The news that Rep. Gabrielle Giffords had been shot in the head hit me in the stomach - complete nausea. My grief over a fallen colleague and those who died in the gun assault brought back the sensations of a jungle runway 32 years ago, when I lay in a pool of my own blood, covered with ants, expecting to die.
I pray that Giffords will be able to read this soon or that I might have the chance to read it to her. I have much to say.
As a legal aide to Rep. Leo Ryan, D-San Mateo, in 1978, I held idealistic thoughts of what could be done in the name of justice. In November 1978, I joined Ryan on a fact-finding mission to Jonestown, Guyana. We were responding to rumors - ultimately determined to be fact - that relatives of the congressman's Bay Area constituents were being held against their will by a cult leader, the Rev. Jim Jones. Many members of Jones' Peoples Temple wanted to return with us to the United States. The outcome has been well documented in news accounts, books and movies. We were about to board our plane back home when a truck full of Jones' gunmen burst through the thick jungle cover. Shots rang out. I hid behind the wheel of the plane and played dead. Someone shot me five times at point-blank range.
I called the congressman's name. There was no answer. Later I was told he had been riddled with 45 bullets.
My next life started during those 22 hours on my back on the runway, unable to move and barely able to think of anything other than this was how my dreams were to end at the age of 28.
As I prayed I promised that if I survived, I would never waste another minute of life.
I know Giffords will choose to be a survivor, not a victim - she is a person of enormous strength. She will gain the wisdom of knowing the fragility of life firsthand and the importance of doing what is needed now, not at some later, more convenient moment.
I was shot on foreign soil, helping a congressman represent his constituents, but Giffords was shot on American soil, performing the most basic duties by a member of Congress: face-to-face communications with constituents at a public location, a dynamic known as Congress on Your Corner. This crime was in our backyard, and we have the power and the obligation to prevent similar actions from occurring.
Solutions go further than stricter gun control laws. The Tucson gunman took aim not just at Giffords but at our democracy as well. Most of my colleagues and I have recognized this, and we have chosen not to reduce our contact with our constituents.

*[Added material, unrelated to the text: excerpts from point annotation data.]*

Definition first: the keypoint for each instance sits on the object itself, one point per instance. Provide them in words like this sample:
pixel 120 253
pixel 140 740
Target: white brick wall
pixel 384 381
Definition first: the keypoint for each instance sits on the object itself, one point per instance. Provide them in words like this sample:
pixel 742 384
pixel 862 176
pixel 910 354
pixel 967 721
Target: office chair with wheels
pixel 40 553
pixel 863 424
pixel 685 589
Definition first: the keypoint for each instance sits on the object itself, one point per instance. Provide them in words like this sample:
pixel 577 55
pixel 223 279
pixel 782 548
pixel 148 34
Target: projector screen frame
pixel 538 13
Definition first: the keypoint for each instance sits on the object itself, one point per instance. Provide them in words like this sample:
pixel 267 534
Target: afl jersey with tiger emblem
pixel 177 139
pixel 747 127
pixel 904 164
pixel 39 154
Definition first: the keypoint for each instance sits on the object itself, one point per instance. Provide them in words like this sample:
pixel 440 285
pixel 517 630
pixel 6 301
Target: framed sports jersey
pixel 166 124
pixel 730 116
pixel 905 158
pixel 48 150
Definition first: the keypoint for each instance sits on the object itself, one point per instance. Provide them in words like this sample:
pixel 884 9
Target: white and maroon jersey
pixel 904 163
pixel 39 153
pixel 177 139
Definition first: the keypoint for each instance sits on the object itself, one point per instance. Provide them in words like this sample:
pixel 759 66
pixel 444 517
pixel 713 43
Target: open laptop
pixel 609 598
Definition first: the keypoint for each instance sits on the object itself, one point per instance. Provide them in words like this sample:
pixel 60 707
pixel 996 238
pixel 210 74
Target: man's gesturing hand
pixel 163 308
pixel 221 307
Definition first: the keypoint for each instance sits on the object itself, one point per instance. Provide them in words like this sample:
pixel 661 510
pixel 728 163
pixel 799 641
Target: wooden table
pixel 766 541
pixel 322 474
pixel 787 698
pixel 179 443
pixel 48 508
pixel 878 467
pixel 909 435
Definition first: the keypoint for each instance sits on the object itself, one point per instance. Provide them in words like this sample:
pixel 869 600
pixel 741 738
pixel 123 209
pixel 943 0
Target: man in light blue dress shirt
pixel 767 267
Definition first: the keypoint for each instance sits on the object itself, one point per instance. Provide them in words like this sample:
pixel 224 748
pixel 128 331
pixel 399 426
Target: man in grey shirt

We won't advance effective representation by erecting more walls around us. To forgo town hall meetings with the public is to give this troubled gunman his twisted victory. The risks that Ryan, I and others took in going to Jonestown were known in advance. But there should be no risks involved in standing outside of a supermarket in the United States of America - this is what Giffords was doing when she and others were shot. This gunman struck at our rights to assemble and to have free discourse with our elected representative. We must, as a nation, recognize that these rights come with a responsibility not to abuse them.

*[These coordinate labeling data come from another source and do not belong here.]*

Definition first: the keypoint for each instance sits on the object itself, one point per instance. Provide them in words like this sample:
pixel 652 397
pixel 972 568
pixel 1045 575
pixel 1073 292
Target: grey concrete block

When President Obama addressed Congress last year, one of the members yelled out, "You lie," a message sent nationwide to those watching on TV that civility is for the weak. Last year at town halls held on the president's health care proposal, members of Congress were booed, and many, including myself, received threats triggered by false information stoked by radio talk shows that focused on the "death panels" that were sure to be in place when the bill became law. Both Democrats and Republicans realize that the more outrageous a statement, the more likely it will be featured on TV, and the more that happens, the greater the likelihood that an outraged public will make campaign donations to the purveyors of political venom.
In the end, we, the political leaders, are to blame. I pray that all those injured in Tucson recover and that all who lost their lives will be remembered by those of us who hold dear the right of people - as the Constitution states - to peacefully assemble for a redress of our grievances.

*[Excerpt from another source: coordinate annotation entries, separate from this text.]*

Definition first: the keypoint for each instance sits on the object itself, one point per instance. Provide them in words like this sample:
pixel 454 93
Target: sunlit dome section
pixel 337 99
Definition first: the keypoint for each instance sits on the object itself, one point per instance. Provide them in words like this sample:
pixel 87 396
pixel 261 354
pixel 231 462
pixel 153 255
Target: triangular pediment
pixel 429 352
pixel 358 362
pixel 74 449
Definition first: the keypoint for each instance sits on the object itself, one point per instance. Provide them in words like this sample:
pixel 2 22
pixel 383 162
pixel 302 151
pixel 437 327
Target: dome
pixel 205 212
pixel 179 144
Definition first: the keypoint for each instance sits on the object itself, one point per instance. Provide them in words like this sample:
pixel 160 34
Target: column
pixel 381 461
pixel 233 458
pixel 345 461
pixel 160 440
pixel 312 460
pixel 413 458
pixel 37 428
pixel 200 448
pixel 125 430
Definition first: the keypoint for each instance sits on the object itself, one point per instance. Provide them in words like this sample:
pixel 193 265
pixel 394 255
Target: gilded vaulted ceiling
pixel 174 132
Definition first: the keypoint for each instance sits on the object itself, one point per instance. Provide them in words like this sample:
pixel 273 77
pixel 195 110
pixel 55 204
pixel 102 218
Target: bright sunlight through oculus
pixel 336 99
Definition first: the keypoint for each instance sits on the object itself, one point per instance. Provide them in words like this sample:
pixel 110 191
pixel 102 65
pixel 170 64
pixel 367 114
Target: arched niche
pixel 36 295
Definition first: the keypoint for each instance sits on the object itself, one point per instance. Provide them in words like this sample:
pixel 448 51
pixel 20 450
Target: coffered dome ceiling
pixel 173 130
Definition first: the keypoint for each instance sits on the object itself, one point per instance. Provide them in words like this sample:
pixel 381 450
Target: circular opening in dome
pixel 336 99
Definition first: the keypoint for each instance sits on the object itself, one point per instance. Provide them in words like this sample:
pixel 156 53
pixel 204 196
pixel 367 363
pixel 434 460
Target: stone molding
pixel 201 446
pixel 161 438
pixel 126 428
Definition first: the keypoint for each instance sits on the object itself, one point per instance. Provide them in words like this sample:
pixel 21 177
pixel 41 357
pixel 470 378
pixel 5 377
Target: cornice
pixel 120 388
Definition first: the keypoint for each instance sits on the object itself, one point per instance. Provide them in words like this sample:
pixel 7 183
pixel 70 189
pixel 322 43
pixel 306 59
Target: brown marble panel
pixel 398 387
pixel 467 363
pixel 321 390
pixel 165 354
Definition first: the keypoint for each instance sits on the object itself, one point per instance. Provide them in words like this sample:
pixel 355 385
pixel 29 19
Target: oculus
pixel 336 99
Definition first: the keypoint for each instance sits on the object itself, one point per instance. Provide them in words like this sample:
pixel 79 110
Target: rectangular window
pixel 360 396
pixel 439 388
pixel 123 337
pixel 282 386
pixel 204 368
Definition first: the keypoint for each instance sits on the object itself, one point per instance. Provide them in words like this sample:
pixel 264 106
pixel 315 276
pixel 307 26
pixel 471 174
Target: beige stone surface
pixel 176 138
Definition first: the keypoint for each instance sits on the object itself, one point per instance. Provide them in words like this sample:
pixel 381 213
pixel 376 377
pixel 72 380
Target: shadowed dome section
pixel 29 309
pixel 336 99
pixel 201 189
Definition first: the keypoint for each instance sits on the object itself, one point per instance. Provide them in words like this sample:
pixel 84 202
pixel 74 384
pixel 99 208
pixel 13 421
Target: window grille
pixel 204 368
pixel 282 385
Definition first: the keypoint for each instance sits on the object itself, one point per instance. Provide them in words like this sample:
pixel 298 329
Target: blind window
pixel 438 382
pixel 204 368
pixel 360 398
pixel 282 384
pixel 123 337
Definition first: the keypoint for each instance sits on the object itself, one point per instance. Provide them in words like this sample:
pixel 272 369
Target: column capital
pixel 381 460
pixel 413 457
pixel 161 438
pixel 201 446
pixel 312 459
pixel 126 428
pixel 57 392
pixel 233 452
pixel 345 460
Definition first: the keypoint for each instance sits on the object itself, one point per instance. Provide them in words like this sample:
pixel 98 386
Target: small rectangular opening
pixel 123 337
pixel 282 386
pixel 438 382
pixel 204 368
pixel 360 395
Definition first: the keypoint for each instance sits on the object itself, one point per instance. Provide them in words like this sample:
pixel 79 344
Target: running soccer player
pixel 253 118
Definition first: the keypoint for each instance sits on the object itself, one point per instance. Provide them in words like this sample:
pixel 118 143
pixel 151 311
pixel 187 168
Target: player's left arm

Let the tragedy of Tucson be a time to rededicate ourselves to the civil exchange of viewpoints.
To this end I am proposing that a national Congress on Your Corner Day be established, when my colleagues and I would meet with our constituents in the shopping centers and street-corners of our nation. Let's do it for democracy ... and Gabby!
Jackie Speier represents San Mateo County and portions of San Francisco in the House of Representatives.